Rue Cels

Arrondissement 14

Number 24

The street was named after the owner of the land just outside the walls of Paris to the South of the Montparnasse cemetery, Jacques Philippe Martin Cels, who was also a renowned horticulturalist. It was opened in 1850.

Simone de Beauvoir and Sartre rented two rooms at the Hotel Mistral at No. 24, and lived there from 1937 to 1939

One of Paris’ rare plaques remembering left-wingers has been put outside No. 24. This is the Hotel Mistral, where Simone de Beauvoir and Jean-Paul Sartre rented two separate rooms from the autumn of 1937 until September 1939. They had agreed to keep their individual freedom.
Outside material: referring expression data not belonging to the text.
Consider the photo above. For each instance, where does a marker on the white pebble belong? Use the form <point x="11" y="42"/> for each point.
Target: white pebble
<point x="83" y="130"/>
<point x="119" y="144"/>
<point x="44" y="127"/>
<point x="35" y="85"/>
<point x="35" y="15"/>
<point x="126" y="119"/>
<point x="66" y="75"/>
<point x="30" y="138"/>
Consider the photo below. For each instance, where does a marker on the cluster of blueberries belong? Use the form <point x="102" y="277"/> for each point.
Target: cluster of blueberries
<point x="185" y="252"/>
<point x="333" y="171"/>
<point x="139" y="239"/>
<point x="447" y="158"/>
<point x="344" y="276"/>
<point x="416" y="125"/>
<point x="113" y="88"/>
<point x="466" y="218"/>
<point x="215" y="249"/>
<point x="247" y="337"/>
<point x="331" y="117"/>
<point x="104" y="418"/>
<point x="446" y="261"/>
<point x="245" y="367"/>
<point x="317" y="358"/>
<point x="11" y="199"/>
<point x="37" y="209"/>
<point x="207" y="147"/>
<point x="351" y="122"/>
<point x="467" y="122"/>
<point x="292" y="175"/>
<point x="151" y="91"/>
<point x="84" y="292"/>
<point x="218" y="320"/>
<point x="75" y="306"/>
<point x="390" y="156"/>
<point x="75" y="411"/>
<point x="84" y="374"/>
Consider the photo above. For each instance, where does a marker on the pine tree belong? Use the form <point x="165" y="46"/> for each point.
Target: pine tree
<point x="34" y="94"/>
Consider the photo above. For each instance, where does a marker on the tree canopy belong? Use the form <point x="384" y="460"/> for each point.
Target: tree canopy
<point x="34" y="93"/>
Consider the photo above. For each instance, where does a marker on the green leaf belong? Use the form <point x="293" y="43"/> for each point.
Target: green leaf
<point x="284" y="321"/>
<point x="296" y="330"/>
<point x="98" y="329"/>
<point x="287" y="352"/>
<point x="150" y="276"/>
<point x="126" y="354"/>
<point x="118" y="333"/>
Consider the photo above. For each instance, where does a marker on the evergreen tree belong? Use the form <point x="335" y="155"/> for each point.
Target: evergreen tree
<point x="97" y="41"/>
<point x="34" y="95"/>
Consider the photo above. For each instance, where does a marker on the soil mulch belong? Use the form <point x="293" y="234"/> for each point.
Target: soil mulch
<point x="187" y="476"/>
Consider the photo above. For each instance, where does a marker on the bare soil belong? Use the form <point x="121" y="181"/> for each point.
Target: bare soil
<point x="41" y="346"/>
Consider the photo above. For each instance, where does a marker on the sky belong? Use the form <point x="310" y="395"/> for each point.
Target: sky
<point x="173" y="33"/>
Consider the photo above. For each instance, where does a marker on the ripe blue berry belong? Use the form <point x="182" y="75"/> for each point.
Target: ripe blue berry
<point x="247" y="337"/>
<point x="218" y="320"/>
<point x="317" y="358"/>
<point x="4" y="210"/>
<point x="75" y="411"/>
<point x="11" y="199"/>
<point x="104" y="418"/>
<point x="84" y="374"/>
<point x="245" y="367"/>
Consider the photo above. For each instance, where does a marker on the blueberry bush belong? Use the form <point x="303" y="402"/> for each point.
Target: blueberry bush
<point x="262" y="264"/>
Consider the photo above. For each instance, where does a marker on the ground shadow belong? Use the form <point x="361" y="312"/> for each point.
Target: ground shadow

The quotes on the plaque are: ‘I would be mistaken if I said we are as one. Between two individuals harmony is never certain, it must continuously be conquered’. Jean-Paul: ‘But there is one thing that doesn’t ever change, nor can it change. It is that whatever happens and whatever I become I will become it with you’.

After being released from his prisoner-of-war status in 1940, Sartre returned to the Hotel Mistral, where de Beauvoir also moved back to. In 1941 the first meeting of the intellectual resistance group, ‘Socialism and Freedom’ (Socialisme et Liberté), was held in Simone de Beauvoir’s room.